Wilfrid Young

Personal information
- Full name: Wilfrid Alec Radford Young
- Born: 5 October 1867 Brighton, Sussex, England
- Died: 19 March 1947 (aged 79) Kimcote, Leicestershire, England
- Batting: Right-handed
- Bowling: Right-arm slow

Domestic team information
- 1889–1893: Somerset
- First-class debut: 13 August 1891 Somerset v Surrey
- Last First-class: 24 July 1893 Somerset v Lancashire

Career statistics
| Competition | FC |
| Matches | 2 |
| Runs scored | 13 |
| Batting average | 4.33 |
| 100s/50s | 0/0 |
| Top score | 13 |
| Catches/stumpings | 1/– |
- Source: CricketArchive, 8 January 2011

= Wilfrid Young =

English cricketer (1867–1947)

The Reverend Wilfrid Alec Radford Young (5 October 1867 – 19 March 1947) played first-class cricket for Somerset in the period from 1889 to 1893 immediately before and after the side's elevation to first-class status. He was born at Brighton, Sussex, and died at the rectory at Kimcote, Leicestershire.

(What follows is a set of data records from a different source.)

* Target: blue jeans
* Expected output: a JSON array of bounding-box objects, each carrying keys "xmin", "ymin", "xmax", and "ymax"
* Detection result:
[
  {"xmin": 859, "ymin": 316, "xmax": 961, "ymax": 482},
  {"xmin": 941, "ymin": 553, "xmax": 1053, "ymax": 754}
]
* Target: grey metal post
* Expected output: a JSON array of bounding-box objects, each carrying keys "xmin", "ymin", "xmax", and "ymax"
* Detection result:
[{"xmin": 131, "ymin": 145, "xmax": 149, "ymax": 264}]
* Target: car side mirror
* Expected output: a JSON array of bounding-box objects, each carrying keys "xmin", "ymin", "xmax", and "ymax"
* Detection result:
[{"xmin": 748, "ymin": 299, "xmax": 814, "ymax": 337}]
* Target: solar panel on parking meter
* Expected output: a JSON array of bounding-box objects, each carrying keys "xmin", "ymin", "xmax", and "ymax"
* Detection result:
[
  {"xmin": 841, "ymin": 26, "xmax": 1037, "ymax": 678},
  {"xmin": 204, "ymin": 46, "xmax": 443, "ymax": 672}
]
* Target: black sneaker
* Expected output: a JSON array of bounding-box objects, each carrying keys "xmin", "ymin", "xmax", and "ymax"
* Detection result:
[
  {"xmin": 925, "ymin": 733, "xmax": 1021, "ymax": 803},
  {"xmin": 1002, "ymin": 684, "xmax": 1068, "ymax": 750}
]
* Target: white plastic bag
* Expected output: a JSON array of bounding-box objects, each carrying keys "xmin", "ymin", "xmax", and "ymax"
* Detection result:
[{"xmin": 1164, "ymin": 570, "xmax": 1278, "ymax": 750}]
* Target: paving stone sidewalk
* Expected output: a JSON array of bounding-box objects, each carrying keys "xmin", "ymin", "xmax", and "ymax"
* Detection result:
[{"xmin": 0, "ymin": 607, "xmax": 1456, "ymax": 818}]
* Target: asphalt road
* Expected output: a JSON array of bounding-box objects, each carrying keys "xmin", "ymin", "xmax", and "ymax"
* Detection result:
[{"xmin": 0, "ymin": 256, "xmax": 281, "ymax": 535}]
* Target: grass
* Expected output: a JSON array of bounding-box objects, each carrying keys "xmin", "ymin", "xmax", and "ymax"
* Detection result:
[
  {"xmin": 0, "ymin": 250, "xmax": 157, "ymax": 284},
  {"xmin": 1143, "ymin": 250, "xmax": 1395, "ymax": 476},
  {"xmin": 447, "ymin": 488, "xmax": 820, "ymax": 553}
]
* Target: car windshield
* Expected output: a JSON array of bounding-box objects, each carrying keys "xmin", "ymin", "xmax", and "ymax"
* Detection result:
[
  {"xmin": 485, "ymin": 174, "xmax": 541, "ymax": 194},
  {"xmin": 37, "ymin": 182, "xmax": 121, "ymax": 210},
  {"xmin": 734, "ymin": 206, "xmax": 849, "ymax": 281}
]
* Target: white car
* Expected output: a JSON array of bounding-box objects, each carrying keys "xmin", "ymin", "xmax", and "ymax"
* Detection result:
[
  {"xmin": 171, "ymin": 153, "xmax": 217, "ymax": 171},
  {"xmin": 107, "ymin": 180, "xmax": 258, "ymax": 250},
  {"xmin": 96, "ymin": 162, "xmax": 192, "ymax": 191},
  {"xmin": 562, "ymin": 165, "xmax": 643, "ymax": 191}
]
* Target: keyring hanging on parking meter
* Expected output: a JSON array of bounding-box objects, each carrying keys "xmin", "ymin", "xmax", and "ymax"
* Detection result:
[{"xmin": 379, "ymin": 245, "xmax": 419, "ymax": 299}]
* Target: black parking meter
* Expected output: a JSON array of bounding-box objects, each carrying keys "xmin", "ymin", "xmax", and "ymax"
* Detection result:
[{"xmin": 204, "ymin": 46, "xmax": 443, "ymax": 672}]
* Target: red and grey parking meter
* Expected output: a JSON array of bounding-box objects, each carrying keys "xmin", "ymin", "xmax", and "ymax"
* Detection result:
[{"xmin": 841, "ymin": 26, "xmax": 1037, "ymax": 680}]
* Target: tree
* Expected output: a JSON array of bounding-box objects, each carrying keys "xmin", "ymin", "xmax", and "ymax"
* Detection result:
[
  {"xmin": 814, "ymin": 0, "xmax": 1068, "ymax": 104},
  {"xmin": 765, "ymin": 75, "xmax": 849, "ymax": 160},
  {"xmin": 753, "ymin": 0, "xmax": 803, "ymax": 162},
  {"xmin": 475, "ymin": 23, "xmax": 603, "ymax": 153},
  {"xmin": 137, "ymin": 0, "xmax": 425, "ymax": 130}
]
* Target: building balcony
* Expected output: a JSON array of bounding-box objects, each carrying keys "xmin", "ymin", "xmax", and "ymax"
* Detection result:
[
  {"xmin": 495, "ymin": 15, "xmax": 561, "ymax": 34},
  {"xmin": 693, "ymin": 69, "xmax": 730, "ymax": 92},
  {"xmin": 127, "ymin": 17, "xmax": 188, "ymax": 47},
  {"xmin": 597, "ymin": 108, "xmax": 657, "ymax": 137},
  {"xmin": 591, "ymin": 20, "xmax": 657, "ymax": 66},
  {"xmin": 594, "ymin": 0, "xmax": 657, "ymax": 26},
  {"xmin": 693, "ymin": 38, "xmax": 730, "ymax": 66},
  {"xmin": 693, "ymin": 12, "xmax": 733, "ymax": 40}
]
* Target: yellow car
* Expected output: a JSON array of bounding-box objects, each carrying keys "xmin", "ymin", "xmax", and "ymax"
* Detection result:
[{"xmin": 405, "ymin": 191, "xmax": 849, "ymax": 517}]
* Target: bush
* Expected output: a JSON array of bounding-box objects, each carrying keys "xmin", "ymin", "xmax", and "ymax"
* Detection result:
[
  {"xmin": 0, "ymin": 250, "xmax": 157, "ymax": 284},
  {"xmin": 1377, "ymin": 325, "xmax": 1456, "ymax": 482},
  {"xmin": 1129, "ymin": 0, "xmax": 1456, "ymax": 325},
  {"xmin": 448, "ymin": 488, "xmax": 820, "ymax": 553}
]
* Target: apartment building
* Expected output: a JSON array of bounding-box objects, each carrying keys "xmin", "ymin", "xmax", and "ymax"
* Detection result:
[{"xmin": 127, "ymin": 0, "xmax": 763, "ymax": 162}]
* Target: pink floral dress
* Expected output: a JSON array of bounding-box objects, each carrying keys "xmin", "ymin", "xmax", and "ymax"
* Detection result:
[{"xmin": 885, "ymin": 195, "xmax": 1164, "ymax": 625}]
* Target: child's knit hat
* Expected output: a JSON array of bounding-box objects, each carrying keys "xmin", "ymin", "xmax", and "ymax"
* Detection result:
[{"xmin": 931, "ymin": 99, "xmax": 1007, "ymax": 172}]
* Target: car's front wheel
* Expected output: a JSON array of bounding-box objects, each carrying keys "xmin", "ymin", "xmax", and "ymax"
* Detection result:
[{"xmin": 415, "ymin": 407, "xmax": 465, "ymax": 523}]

Young was educated at Harrow School and as a right-handed middle-order batsman and a right-arm slow bowler he played in the socially important Eton v Harrow cricket match at Lord's in three seasons from 1883 to 1885. He went to Selwyn College, Cambridge University, and played in a trial match for the Cambridge cricket team, but did not make any first-team appearances. He appeared for Somerset in several matches in the 1889 and 1890 seasons: Somerset was at this point a second-class county, and the success of the side in 1890 was a material factor in its elevation to first-class cricket status for the 1891 season, when it was allowed to compete in the County Championship. Young only appeared twice in first-class matches for Somerset, once in each of the 1891 and 1893 seasons, and he did not bowl in either of them. His only runs came in the 1891 match: he scored 13 against Surrey. In his 1893 game against Lancashire he failed to score in either innings.

He became a parson in the Church of England and his final post was as rector of Kimcote, where he died in 1947.